I know, of course, what a raven is. It’s that big bird that appears in Poe’s poem. But I didn’t know it was possible to raven; I didn’t know ‘raven’ could be a verb.
What does it mean ‘to raven’? (So glad you asked.)
Probably, I thought, something like this: to behave in the manner of ravens. And how do ravens behave? They fly, they nest, they flock, they eat, they scavenge. We don’t see ravens much in the suburban North Shore, but I did have a tribe of them (flock seems too gentle a word) at my north side birdfeeder once and I’ll tell you this: they scared away all the other creatures, not just the littler birds but the squirrels on the ground, too. And they devoured everything they could get their beaks on.
At the risk of distracting you with a wild bird chase, I also considered the possibility that ‘ravening’ meant something like ‘falconry’ or ‘hawking.’ Falconry or hawking involves training and using birds in hunting small game; it was a sport popular among the Anglo-Saxon nobility some centuries back.
So off to the dictionary went I, where my first suspicion was confirmed: 'to raven' is 'to consume greedily, to devour.'
And, while ignoring the likely connotation, I want to say: to raven words ain’t misbehavin’.
Monday, November 2, 2009
Usually when I read, I do not need a dictionary. Nor do I consider the use of uncommon words a necessary feature of creative or imaginative writing.

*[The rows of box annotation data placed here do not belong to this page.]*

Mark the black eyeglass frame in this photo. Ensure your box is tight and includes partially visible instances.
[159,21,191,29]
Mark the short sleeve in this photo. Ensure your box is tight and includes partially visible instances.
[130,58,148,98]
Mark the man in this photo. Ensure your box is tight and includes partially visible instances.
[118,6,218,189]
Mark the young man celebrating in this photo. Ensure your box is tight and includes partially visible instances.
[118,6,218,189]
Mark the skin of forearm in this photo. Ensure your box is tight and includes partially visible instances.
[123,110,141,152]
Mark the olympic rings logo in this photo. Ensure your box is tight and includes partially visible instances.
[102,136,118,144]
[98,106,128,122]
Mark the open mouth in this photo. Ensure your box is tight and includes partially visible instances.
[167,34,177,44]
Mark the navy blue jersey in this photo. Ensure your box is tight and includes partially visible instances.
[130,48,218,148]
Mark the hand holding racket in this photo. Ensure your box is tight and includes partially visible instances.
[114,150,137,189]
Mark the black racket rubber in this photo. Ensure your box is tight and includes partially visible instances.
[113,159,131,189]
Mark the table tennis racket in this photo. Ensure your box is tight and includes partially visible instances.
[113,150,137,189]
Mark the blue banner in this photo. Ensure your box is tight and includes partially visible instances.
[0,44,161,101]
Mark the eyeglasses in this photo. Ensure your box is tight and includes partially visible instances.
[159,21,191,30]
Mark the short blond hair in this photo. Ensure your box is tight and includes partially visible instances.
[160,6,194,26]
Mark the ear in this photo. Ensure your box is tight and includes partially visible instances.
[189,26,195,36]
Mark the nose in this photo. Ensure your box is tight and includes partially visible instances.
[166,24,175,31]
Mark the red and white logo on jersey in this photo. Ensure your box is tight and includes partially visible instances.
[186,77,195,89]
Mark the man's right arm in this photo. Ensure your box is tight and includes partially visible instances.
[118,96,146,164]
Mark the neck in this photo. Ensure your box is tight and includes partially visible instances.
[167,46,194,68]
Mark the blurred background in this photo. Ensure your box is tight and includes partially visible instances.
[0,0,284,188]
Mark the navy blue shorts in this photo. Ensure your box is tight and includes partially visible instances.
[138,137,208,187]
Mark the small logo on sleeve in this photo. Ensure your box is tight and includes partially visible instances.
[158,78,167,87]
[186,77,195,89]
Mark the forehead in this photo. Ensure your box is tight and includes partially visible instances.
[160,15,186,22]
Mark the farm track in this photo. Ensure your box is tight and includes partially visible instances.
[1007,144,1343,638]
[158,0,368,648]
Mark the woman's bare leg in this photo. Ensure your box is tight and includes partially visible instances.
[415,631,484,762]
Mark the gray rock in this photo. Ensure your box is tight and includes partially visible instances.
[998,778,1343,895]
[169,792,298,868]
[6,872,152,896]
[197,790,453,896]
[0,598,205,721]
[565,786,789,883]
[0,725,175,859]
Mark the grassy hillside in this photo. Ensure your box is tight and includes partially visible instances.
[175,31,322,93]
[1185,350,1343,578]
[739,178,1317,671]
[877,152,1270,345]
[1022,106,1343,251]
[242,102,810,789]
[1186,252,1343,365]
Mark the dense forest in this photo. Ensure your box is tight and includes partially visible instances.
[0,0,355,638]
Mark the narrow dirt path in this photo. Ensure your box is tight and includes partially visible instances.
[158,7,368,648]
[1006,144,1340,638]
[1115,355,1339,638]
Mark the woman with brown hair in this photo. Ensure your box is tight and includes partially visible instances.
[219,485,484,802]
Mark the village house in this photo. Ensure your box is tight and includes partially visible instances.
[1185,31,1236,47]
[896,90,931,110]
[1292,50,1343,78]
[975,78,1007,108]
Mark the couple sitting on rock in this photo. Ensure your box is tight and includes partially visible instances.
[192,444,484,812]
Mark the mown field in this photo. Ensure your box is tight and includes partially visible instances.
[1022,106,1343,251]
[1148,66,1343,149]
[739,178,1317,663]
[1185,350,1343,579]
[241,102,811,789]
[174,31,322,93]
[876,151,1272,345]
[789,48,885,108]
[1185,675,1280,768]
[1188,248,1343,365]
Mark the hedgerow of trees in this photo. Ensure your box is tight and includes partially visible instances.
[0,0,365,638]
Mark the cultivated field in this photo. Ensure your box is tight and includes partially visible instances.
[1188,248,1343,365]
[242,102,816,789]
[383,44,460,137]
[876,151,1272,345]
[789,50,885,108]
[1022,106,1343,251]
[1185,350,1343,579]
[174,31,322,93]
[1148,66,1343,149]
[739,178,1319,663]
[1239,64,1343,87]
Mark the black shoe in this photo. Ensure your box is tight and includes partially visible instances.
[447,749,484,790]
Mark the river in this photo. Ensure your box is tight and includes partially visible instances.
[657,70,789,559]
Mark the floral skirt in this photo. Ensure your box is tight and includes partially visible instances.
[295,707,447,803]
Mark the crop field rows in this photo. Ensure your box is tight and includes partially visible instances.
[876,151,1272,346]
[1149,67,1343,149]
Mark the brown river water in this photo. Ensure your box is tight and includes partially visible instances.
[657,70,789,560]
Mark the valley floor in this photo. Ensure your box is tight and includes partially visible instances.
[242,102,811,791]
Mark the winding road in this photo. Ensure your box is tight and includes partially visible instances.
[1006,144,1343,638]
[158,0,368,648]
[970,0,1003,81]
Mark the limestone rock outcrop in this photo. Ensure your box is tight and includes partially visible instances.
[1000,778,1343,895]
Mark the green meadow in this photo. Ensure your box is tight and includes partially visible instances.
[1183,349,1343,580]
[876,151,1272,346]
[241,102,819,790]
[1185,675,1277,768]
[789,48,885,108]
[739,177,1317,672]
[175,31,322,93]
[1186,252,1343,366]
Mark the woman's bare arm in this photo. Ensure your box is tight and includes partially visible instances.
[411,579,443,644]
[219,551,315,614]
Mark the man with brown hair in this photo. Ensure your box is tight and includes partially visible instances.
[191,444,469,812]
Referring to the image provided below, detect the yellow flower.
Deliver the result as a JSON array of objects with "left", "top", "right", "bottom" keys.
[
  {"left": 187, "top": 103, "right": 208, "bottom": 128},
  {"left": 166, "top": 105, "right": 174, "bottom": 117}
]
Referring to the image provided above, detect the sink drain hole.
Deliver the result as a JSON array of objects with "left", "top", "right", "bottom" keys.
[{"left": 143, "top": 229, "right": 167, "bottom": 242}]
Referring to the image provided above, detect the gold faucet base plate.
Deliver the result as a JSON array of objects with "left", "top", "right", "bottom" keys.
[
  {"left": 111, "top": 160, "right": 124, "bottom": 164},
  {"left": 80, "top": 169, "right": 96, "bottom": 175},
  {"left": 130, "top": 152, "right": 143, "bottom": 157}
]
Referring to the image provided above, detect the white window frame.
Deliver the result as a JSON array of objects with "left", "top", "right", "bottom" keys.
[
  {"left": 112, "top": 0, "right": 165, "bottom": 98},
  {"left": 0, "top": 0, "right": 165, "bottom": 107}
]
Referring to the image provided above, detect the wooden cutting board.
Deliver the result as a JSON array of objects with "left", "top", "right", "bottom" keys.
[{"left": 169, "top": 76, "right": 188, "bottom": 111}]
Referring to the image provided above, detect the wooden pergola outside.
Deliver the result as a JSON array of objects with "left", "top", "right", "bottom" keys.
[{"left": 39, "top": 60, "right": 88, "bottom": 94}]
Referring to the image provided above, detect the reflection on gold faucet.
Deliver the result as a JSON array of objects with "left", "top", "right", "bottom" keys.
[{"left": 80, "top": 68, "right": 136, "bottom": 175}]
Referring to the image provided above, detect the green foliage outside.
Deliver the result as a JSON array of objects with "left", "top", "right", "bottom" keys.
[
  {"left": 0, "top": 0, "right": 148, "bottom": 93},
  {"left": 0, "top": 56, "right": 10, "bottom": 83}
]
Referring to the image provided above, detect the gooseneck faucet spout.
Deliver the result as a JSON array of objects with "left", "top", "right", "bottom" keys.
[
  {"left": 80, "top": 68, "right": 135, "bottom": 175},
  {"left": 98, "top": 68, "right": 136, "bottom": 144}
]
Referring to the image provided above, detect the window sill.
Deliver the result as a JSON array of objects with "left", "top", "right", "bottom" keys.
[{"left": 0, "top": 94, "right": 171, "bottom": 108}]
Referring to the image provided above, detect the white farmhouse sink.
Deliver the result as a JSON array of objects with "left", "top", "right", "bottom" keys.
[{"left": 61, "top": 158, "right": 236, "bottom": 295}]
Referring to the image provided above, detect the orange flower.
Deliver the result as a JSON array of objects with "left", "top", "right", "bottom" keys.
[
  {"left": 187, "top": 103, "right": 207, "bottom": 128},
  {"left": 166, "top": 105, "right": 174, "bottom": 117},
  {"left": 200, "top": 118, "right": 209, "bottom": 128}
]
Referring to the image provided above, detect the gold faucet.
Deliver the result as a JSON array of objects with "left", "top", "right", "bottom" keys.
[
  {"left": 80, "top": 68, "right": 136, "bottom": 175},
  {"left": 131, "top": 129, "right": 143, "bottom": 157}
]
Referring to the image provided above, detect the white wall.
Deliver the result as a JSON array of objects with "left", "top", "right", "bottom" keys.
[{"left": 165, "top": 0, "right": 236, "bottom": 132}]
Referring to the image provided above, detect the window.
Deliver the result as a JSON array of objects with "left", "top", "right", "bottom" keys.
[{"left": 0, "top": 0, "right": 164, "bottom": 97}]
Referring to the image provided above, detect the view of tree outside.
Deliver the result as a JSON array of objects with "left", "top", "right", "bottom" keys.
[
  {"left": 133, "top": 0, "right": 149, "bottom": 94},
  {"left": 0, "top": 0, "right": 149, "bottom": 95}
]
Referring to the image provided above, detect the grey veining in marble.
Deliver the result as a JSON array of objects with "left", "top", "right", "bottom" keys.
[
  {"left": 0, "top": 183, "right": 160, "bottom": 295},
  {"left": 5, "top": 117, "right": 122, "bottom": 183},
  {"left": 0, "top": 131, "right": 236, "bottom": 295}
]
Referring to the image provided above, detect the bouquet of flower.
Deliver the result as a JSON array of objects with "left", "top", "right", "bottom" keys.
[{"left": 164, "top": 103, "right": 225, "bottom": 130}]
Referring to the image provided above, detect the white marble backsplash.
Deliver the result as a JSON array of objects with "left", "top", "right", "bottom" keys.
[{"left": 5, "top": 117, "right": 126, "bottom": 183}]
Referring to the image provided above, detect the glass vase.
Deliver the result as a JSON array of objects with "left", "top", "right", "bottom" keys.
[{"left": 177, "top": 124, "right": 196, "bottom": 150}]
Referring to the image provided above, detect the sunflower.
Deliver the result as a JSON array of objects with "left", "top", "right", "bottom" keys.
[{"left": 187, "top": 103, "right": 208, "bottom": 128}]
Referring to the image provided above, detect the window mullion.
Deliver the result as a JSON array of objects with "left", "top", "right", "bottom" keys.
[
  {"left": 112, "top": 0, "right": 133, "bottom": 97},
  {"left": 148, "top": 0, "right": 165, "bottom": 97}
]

Yet I could not help but be impressed with two writers I encountered this summer whose work sent me to or even beyond my handy Webster’s Collegiate time and time again.
Shirley Hazzard’s The Transit of Venus introduced me to at least two dozen new words. And reading Blood Meridian by Cormac McCarthy tripled that treat. With almost one hundred new words in my quiver, I thought I’d share a bit.
One at a time.
So, today, I offer an azoic or beginning lesson. That is to say, the word for today is ‘azoic,’ meaning ‘at, in or near the beginning.’
The word ‘azoic’ is an adjective. The ‘a’ in this case carries the meaning of ‘not, without or opposite.’ And ‘zoic’ is related to ‘zoo,’ as in ‘zoology’ – meaning ‘life.’ Thus, ‘azoic’ refers to a period of time without life; geologically, the time before life appeared on earth.
For we living things, the time before life is at, in or near the beginning. Thus, the word ‘azoic’ comes to mean just that – at the beginning.
And I thought that was the perfect place to start.